When $C$ is used as a code in the Hamming setup of nearest neighbour decoding, we can guarantee to correct up to $e$ errors, where $e = \lfloor (d-1)/2 \rfloor$. (For the balls of radius $r$ about different $x,y \in C$ are disjoint if and only if $2r < d(C)$.) If each bit is corrupted with probability $p$ then a typical codeword is corrupted in $pn$ places when it is transmitted. So it might seem that to have any hope of communicating reliably when $p$ is near to $1/2$, we need $d(C)$ to be near to $n$. However one of the Plotkin bounds says that if $d > n/2$ then

$|C| \le \frac{2d}{2d-n} \le 2d \le 2n$

so such codes are necessarily rather small. Indeed, $|C| \le 2$ if $d > 3n/4$. So the Plotkin bound shows that whenever $p \ge 3/8$, it is impossible to reliably communicate using codes given by the Hamming setup, except by using a trivial two-word codebook.

On the other hand, Shannon’s Noisy Coding Theorem says that it is possible to communicate reliably at any rate $R < 1 - H(p)$, where $H(p) = -p \log p - (1-p) \log (1-p)$ is Shannon's entropy function. (All logs in this post are to base $2$ of course.) I won't try to define rate here, but it is certainly the case that if a code $C \subseteq \mathbf{F}_2^n$ can be used to communicate reliably at rate $R$, then $|C| \ge 2^{nR}$. This seems to contradict what was just said.

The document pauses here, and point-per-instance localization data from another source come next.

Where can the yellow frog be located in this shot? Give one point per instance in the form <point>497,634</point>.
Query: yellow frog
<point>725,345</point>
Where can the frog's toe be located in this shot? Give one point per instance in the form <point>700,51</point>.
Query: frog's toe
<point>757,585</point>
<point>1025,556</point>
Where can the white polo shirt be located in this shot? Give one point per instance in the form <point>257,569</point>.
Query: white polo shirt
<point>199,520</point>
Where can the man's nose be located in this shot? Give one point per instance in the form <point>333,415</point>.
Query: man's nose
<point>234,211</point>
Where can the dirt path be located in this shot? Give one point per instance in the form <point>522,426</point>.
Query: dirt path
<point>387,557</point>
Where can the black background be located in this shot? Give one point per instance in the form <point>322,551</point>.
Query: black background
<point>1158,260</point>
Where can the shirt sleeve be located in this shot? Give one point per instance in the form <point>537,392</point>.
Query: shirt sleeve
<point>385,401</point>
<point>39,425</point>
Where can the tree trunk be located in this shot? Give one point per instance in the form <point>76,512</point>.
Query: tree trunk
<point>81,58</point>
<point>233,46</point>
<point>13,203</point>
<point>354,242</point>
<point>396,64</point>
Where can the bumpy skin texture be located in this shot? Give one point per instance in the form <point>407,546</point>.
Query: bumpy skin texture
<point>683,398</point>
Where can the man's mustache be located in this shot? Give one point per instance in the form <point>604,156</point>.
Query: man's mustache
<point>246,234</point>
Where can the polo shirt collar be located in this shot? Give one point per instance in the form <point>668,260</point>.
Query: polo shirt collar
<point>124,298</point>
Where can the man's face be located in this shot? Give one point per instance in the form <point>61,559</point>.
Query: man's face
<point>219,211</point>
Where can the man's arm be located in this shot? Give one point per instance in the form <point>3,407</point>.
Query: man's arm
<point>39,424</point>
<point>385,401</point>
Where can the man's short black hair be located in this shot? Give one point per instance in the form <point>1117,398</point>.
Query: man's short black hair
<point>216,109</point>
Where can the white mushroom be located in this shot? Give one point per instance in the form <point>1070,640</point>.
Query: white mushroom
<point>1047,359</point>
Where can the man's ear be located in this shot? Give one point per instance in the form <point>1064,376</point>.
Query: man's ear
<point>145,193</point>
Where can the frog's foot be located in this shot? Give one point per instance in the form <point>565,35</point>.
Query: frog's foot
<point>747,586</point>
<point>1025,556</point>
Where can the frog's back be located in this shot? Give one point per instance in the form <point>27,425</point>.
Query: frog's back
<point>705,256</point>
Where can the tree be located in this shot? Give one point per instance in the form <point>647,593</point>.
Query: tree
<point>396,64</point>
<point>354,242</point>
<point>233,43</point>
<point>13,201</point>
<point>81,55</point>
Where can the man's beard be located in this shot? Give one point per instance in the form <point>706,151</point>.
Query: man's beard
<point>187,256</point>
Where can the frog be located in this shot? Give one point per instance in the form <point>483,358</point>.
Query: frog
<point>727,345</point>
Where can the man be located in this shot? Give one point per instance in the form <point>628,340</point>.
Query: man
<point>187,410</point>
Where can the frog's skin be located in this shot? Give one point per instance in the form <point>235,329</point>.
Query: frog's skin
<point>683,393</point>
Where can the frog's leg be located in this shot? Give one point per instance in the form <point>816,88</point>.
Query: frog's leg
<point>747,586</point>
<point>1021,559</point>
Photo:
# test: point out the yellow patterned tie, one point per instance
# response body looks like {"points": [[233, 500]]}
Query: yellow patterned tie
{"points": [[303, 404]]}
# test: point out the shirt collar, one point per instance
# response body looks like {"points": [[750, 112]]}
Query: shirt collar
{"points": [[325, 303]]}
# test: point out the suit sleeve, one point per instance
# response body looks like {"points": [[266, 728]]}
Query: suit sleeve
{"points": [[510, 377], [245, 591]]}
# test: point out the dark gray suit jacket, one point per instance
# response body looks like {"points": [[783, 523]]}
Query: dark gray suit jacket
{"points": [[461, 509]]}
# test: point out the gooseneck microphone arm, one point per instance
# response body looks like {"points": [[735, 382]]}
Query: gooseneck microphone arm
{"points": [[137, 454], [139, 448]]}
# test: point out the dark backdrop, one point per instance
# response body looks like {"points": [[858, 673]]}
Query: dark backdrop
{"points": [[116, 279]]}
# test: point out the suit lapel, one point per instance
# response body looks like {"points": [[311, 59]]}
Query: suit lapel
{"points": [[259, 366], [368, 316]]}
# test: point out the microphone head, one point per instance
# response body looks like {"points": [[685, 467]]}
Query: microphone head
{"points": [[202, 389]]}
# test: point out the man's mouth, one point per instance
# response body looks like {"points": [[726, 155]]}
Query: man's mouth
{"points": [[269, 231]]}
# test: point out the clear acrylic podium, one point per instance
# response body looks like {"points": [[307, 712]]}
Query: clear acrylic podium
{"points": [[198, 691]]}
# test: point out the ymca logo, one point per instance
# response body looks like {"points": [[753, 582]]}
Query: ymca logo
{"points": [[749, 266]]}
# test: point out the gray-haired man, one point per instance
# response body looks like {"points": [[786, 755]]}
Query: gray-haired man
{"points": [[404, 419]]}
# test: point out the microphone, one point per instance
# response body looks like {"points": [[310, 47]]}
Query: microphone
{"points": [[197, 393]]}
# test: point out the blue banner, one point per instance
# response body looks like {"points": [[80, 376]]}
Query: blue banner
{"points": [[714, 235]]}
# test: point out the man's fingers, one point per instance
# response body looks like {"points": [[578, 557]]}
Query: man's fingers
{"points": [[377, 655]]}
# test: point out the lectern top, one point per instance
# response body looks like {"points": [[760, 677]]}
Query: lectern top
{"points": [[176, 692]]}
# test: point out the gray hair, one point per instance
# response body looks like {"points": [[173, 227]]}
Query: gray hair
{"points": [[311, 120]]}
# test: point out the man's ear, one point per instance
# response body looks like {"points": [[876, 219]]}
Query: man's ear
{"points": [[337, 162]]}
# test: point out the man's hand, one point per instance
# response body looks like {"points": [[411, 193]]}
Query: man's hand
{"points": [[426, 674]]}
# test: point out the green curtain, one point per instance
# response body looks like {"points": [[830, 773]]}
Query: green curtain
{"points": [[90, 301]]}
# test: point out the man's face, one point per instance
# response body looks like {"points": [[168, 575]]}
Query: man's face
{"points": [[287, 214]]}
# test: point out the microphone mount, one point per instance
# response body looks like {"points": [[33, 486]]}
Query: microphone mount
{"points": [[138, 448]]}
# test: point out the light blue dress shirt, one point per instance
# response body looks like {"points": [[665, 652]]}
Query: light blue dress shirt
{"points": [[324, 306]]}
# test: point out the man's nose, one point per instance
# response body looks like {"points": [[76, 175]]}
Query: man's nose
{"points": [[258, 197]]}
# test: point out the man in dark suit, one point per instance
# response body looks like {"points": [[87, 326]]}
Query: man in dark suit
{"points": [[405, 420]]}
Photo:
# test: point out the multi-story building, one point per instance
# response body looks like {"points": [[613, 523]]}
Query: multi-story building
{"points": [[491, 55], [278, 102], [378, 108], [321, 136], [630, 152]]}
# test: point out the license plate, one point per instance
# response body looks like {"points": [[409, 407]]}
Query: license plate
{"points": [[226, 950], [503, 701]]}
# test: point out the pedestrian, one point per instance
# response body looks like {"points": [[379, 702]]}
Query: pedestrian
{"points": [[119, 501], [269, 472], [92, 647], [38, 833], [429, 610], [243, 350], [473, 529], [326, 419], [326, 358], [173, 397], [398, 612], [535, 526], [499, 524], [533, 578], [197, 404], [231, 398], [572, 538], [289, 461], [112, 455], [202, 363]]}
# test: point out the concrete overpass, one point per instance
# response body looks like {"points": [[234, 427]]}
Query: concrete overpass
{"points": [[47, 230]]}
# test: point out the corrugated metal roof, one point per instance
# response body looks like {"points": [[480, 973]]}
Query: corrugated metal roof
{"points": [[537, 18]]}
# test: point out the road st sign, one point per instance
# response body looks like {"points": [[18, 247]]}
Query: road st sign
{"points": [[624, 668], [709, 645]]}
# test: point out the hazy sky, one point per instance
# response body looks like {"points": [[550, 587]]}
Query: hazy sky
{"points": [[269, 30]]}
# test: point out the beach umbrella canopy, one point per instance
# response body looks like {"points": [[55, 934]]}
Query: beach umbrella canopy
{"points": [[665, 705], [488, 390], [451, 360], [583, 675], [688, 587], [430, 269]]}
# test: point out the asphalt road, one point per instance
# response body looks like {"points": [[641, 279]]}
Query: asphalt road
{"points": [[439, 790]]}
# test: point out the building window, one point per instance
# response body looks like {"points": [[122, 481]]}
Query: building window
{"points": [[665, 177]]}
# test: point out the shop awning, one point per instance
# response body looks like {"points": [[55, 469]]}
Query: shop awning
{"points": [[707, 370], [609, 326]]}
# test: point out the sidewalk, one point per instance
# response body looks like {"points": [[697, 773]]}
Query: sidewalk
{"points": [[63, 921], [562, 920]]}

The resolution to the paradox is that the high-rate codes whose existence is guaranteed by Shannon's Noisy Coding Theorem do not satisfy the Hamming criterion of high minimum distance. Hamming’s criterion makes a code proof against an adversary who chooses errors to cause us maximum inconvenience. In the Shannon setup all we need is good performance on average. The usual proof of Shannon’s Noisy Coding Theorem uses a randomly chosen code of size about $2^{nR}$. Such a code will (with high probability) contain many pairs of codewords at distance about $pn$; the critical, and surprising, point is that with random errors, it is not particularly likely that applying $pn$ errors to a codeword will move it significantly closer to any of the other codewords. So on average, we still decode correctly.

It’s convention to draw pictures of Hamming balls as circles on the blackboard. With this mental picture, the `critical point’ above is far from intuitive. Instead one should perhaps imagine $\mathbb{F}_2^n$ as a huge amorphous cloud with movement possible in a bewildering number of directions. (Two steps in the direction return you to where you started, but moving at random, you’ll hardly ever make them!) Given two points $A$ and $B$ in $\mathbb{R}^2$ at distance $1$, and walking distance $1$ from $A$, the probability you finish nearer to $B$ than $A$ is $1/3$ (since in the unit circle on $A$, the angle subtended by the perpendicular bisector of $AB$ is $2\pi/3$). If instead $A$ and $B$ are at distance $pn$ in $\mathbb{F}_2^n$, where $n$ is large, then after walking distance $pn$ from $A$, the probability you finish nearer to $B$ than $A$ is negligible.